27
de maio de 2015 | N° 18175
MOISÉS MENDES
A missão de Levy
Nada
é mais excitante para quem torce contra o governo do que imaginar a saída do
ministro da Fazenda. Para Joaquim Levy, a questão pode ser outra: nada pode ser
mais ameaçador do que se imaginar de volta ao banco, para cuidar de rotinas
tediosas com assessores entediantes. Ou alguém imagina que Levy pode ter alguma
vantagem trocando a aventura no governo pela pachorra de um banco em que a
decisão mais aguda a tomar envolve a calibragem do juro?
Bancos
têm de decidir hoje se o juro do cartão será de 290,3% ou de 289,5% ao ano. Há
quem diga, e não são poucos, que esse é um juro de exceção.
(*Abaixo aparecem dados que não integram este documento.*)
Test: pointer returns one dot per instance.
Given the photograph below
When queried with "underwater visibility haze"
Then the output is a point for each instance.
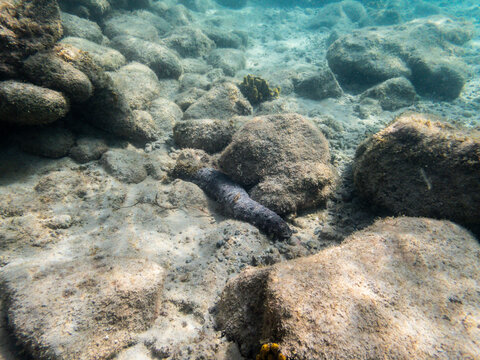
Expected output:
(239, 179)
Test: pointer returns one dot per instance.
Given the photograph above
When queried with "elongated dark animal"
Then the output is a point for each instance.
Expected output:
(238, 203)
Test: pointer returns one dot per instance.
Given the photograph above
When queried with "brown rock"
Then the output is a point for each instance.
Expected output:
(418, 167)
(404, 288)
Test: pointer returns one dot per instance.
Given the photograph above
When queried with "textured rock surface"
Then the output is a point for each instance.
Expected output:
(79, 27)
(223, 101)
(27, 27)
(392, 94)
(52, 142)
(82, 309)
(105, 57)
(420, 167)
(404, 288)
(27, 104)
(49, 70)
(205, 134)
(159, 58)
(286, 160)
(422, 50)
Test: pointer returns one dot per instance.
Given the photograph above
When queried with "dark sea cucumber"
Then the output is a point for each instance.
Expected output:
(238, 203)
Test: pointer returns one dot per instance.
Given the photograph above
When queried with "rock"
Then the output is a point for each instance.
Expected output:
(127, 24)
(392, 94)
(138, 83)
(233, 39)
(189, 42)
(318, 85)
(206, 134)
(229, 60)
(105, 57)
(49, 70)
(178, 15)
(234, 4)
(52, 142)
(188, 97)
(419, 167)
(283, 159)
(221, 102)
(165, 114)
(88, 149)
(27, 27)
(159, 58)
(421, 50)
(82, 309)
(352, 301)
(126, 165)
(27, 104)
(81, 28)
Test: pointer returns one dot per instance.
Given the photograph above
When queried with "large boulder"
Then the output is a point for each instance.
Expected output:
(189, 41)
(420, 167)
(159, 58)
(422, 50)
(405, 288)
(223, 101)
(82, 309)
(79, 27)
(283, 159)
(50, 70)
(104, 57)
(26, 27)
(28, 104)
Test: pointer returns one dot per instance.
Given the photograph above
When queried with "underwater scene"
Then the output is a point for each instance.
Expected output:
(239, 179)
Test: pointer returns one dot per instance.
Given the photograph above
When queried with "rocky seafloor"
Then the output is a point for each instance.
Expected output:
(356, 122)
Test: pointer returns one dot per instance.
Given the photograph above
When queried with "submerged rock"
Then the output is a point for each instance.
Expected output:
(104, 57)
(392, 94)
(284, 159)
(223, 101)
(27, 104)
(27, 27)
(353, 301)
(49, 70)
(419, 167)
(206, 134)
(52, 142)
(159, 58)
(82, 309)
(79, 27)
(422, 50)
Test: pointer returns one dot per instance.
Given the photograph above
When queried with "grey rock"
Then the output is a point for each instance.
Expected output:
(284, 159)
(165, 114)
(51, 142)
(126, 165)
(419, 167)
(47, 69)
(421, 50)
(221, 102)
(138, 83)
(79, 27)
(189, 41)
(424, 272)
(28, 104)
(100, 305)
(105, 57)
(188, 97)
(318, 85)
(392, 94)
(88, 149)
(159, 58)
(229, 60)
(128, 24)
(206, 134)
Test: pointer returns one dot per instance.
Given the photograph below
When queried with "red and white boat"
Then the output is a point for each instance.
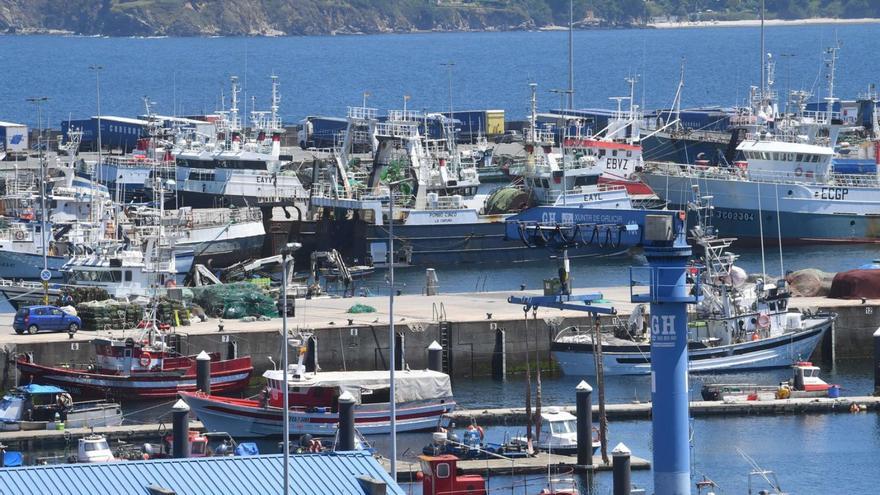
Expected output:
(423, 396)
(138, 369)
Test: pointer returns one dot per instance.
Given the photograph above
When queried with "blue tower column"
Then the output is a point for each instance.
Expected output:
(667, 252)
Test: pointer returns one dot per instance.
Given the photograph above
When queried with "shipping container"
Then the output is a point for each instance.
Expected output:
(321, 132)
(473, 123)
(117, 133)
(13, 138)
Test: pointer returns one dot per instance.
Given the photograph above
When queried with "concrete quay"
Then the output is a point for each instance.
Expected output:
(483, 335)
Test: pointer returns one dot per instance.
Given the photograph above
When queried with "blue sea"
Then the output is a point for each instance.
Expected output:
(322, 75)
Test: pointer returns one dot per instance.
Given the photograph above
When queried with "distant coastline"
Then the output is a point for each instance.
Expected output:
(486, 29)
(757, 22)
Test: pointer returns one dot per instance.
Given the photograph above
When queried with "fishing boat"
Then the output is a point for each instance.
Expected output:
(805, 382)
(557, 433)
(423, 396)
(41, 407)
(139, 368)
(738, 326)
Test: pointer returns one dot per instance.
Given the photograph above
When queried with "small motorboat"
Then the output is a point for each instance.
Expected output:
(558, 433)
(42, 407)
(94, 448)
(804, 383)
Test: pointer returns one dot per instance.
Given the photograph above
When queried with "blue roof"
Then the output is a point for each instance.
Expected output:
(310, 474)
(34, 388)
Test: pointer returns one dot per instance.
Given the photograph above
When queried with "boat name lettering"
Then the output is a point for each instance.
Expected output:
(735, 215)
(616, 163)
(663, 330)
(833, 193)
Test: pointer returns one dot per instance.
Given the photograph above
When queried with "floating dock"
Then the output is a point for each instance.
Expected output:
(697, 409)
(558, 464)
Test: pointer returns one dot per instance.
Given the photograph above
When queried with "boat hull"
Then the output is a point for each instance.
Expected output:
(248, 419)
(578, 359)
(227, 377)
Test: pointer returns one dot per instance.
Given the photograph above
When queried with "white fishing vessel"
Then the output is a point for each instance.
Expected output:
(737, 327)
(234, 170)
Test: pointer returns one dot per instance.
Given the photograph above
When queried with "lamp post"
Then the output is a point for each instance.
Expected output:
(38, 101)
(286, 251)
(98, 166)
(563, 129)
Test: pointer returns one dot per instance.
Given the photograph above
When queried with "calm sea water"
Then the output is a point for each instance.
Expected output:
(323, 74)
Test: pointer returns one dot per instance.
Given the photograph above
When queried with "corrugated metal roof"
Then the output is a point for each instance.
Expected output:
(311, 474)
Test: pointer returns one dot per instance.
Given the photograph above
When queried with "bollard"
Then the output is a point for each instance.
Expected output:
(180, 429)
(622, 470)
(203, 372)
(584, 423)
(877, 362)
(346, 422)
(435, 361)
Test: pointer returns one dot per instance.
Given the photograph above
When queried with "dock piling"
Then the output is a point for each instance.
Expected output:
(584, 423)
(203, 372)
(877, 362)
(346, 422)
(621, 470)
(180, 429)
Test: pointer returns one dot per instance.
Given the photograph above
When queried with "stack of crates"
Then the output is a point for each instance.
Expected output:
(109, 314)
(172, 312)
Que a taxa de
atraso no pagamento do cartão é a punição para os que não sabem controlar seus
gastos. Sabemos muito bem quem são os punidos com esse juro.
O
juro-aberração do cartão pune o povo desinformado sobre as armadilhas
financeiras e o assalariado que se perdeu nas contas ou perdeu o emprego. Não
há espertos entre devedores dos cartões. O devedor do cartão é o enforcado que
pode inviabilizar sonhos e projetos por anos, porque o banco decidiu que ele
deve pagar o juro mais alto já praticado em toda a história da humanidade.
Nenhum
agiota, desses que quebram dedos de devedores, se sentiria moralmente
autorizado a multiplicar por quatro, em apenas um ano, a dívida de quem comprou
uma geladeira e não consegue pagá-la. Mas, no Brasil, tudo é normal.
A
taxa do cartão ficou agora próxima do patamar de março de 1999, quando o juro básico
(a tal Selic) era de 44,95% ao ano. A Selic é hoje de 13,25%. Saberemos um dia,
quem sabe, por que lidamos com naturalidade com o absurdo do juro no Brasil,
como se a mais brutal transferência de renda para o setor financeiro estivesse
no contexto do que é assustador e ao mesmo tempo razoável.
Joaquim
Levy não cuidava de juros no Bradesco, nem cuida disso no governo, porque essa
é uma tarefa do Banco Central. Era chefe da gestão de ativos, a área que trata
da engenharia financeira. Imagine o mais poderoso ministro de Dilma, incumbido
até de tarefas políticas pelo Planalto, de volta à sua sala no banco, onde a
rotina será de despachos limitados ao campo de visão de seus subordinados.
A
ampla missão de ajudar a salvar o Brasil – um país que pode acabar a qualquer
momento, segundo alguns videntes – seria reduzida à tarefa de assegurar
rentabilidade ao patrimônio do banco que o emprega. Seria pouco para Levy. Mas
esse é o grande sonho da oposição.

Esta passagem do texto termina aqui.